Hay partidos que se te quedan grabados en la memoria. No por memorables y ni mucho menos por bonitos, sino porque se empeñan en grabarse como una recopilación de imágenes que se suceden siempre en el mismo orden y con el mismo aroma. Recuerdas hasta el resultado y te sorprendes volviendo a ellos sin saber muy bien por qué. Yo no olvido el partido que jugó el Granada ante el Nástic hace ya más de dos años.

Era Segunda división. El club venía de descender con todo el merecimiento desde Primera y en la grada de Los Cármenes la ilusión por regresar a la élite se esfumaba como un azucarillo a primera hora en una taza de café. Por entonces –ya era marzo-, gran parte de la afición tenía claro que esta vez no, que no se iba a ascender y que lo que quedaba era engancharse a algún giro loco de los acontecimientos. Hasta el clima parecía notar la desgana local y aquella tarde en Los Cármenes todo fue gris.

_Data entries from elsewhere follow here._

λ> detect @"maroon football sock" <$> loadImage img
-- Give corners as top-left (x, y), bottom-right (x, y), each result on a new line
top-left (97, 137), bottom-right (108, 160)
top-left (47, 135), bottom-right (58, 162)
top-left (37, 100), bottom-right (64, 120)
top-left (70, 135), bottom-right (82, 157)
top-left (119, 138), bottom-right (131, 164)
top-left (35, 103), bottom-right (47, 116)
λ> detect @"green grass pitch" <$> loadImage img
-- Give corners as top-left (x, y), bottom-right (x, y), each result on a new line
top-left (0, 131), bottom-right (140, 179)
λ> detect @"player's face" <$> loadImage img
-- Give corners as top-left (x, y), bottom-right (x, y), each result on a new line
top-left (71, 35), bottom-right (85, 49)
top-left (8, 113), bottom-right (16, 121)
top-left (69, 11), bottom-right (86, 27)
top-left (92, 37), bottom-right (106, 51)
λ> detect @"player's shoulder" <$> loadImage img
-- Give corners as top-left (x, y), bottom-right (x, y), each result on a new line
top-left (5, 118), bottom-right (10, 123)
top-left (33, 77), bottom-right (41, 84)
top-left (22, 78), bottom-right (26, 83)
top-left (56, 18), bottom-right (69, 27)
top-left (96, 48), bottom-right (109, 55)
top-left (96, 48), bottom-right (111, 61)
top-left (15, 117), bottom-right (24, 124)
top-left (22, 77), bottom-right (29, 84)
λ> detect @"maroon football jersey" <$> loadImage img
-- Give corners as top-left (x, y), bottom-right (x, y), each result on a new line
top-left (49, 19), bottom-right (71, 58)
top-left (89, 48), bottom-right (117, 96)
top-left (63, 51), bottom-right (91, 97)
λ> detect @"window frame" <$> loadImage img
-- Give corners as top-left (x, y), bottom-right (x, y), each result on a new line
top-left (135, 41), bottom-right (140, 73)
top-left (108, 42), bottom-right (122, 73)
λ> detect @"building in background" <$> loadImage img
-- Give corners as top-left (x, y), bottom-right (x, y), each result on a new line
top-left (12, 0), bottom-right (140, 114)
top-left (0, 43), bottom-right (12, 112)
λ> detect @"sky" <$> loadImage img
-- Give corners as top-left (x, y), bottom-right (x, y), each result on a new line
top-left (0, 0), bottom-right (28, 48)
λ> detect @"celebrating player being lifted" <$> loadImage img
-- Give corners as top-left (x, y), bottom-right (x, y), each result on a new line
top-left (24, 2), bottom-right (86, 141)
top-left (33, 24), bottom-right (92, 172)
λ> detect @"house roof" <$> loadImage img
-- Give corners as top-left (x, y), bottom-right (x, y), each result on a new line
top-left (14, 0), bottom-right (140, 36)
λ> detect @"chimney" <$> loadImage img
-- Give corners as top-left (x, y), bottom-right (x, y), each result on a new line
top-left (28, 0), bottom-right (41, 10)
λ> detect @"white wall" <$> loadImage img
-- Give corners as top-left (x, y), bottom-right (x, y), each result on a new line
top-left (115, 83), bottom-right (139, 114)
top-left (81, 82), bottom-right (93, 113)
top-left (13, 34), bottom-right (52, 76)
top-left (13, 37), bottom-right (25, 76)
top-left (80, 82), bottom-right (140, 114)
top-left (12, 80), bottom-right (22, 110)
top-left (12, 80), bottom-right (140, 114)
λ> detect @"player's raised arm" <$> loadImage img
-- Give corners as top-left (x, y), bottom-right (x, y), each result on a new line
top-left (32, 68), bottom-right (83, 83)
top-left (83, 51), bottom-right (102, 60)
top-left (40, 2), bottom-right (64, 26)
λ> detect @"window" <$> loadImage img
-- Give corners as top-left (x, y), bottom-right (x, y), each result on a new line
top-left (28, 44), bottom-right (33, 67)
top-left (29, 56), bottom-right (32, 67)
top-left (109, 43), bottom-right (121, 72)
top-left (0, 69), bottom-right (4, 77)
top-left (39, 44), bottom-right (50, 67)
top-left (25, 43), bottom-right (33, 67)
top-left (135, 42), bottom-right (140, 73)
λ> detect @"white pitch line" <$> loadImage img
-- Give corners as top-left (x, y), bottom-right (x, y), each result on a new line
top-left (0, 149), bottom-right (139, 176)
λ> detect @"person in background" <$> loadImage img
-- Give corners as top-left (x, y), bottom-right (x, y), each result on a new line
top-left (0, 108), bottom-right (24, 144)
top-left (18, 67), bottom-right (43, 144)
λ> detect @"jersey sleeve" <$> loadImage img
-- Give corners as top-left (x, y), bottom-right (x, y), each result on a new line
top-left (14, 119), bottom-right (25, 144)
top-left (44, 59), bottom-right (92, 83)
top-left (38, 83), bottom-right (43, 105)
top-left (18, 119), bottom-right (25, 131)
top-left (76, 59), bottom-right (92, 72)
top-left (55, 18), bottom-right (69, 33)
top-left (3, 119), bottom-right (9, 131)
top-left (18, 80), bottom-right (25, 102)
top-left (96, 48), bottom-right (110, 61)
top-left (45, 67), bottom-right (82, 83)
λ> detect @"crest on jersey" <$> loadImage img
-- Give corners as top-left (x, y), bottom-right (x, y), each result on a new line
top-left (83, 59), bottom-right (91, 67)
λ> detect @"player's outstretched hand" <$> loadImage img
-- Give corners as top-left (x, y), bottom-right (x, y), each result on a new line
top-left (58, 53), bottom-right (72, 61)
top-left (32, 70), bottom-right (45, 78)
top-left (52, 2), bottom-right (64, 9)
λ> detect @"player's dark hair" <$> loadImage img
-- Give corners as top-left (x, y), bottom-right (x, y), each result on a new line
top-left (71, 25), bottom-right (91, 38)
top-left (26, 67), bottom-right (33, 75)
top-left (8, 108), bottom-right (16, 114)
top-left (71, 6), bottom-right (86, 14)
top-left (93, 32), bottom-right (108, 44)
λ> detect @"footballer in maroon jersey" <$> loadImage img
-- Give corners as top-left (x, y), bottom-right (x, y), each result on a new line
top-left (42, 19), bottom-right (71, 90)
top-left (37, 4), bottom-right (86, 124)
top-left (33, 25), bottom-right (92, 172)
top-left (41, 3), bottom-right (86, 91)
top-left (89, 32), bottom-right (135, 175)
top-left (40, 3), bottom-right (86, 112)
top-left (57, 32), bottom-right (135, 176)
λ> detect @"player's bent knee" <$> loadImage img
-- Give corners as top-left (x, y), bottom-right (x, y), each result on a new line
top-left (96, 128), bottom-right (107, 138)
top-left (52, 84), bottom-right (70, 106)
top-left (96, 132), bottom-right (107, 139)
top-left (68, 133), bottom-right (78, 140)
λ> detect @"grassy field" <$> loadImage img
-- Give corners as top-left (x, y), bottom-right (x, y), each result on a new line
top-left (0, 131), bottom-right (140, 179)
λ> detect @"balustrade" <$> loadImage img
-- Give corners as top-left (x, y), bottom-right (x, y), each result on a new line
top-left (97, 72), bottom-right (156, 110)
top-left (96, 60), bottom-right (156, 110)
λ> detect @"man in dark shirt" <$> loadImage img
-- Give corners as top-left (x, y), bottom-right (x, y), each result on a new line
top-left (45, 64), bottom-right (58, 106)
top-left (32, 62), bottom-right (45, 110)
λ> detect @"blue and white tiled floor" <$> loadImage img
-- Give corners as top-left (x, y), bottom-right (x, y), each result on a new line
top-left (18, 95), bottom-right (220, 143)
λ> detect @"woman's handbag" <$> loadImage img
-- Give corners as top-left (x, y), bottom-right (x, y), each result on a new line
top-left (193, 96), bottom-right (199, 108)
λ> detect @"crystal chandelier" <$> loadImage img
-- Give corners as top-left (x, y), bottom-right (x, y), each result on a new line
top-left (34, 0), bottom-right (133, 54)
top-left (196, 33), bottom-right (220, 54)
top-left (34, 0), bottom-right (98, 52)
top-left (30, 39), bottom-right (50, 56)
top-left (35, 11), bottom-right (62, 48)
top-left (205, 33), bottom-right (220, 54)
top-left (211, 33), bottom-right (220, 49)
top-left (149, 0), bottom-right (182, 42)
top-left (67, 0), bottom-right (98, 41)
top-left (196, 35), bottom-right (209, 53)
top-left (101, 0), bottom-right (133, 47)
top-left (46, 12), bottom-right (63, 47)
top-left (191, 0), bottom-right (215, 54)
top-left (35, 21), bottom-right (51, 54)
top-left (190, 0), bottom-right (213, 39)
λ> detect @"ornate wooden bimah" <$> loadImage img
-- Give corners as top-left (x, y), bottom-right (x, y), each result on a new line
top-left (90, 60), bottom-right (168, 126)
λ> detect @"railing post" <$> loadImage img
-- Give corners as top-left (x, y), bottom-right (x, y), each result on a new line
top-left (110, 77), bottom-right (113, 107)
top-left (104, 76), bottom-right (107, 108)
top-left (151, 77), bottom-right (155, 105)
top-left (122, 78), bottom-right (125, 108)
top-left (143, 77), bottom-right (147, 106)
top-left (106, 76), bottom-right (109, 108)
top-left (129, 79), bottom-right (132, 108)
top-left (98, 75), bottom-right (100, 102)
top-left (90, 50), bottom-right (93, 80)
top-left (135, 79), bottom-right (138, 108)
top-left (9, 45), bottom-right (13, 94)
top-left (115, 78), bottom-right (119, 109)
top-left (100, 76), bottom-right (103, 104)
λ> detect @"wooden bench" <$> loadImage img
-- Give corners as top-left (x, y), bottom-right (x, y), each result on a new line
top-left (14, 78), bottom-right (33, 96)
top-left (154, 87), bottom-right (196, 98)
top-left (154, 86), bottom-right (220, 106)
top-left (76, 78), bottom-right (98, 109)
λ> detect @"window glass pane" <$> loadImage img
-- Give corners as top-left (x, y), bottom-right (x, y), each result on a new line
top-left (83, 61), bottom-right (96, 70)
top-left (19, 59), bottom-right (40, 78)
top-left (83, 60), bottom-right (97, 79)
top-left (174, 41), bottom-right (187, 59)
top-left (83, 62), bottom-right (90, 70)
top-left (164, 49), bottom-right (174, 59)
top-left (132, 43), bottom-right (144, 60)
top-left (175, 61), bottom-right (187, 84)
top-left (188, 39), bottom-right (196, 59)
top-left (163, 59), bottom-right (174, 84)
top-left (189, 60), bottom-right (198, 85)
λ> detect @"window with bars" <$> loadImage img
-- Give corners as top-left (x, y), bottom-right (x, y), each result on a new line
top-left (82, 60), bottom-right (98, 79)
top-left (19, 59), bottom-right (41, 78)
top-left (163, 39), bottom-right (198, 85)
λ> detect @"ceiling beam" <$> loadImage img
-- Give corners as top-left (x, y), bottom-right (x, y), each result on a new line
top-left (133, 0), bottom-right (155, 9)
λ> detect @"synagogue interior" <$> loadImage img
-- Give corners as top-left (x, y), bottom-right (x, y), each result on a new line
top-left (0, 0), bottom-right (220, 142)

El juego del equipo no fue pésimo, pero fue soporífero en ocasiones. Las ganas que había semanas antes, parecían haberse ido con el buen tiempo. Porque aquella tarde llovía a mares. No era tampoco el día perfecto para estar en la grada presenciando el encuentro. Así que me bajé a una de las esquinas del fondo norte de Los Cármenes y bajo el techo improvisado de la grada superior, me quedé impasible viendo cómo el Granada no era capaz de remontar aquel gol del Nástic en la primera parte. Al momento solo le faltaba que sonase una canción de Álex Ubago por megafonía para que la historia fuese aún más triste.

Pero allí, bajo aquel falso tejado, pensé por primera vez y, no he dejado de hacerlo de forma recurrente hasta hoy, en Irene y Paco. De pie y mirando sin ver nada, me propuse que a ambos les hablaría desde mis entrañas cuando las cosas fuesen bien. No soy creyente, no les puedo engañar, pero algo me acerca a ellos cuando el Granada no deja de ganar y hacer lo que parecía increíble. En aquella tarde contra el Nástic, Irene se nos había ido hacía pocos días. Paco no había llegado a ver a aquel nuevo Granada de Segunda y, sin embargo, los sentía muy cerca.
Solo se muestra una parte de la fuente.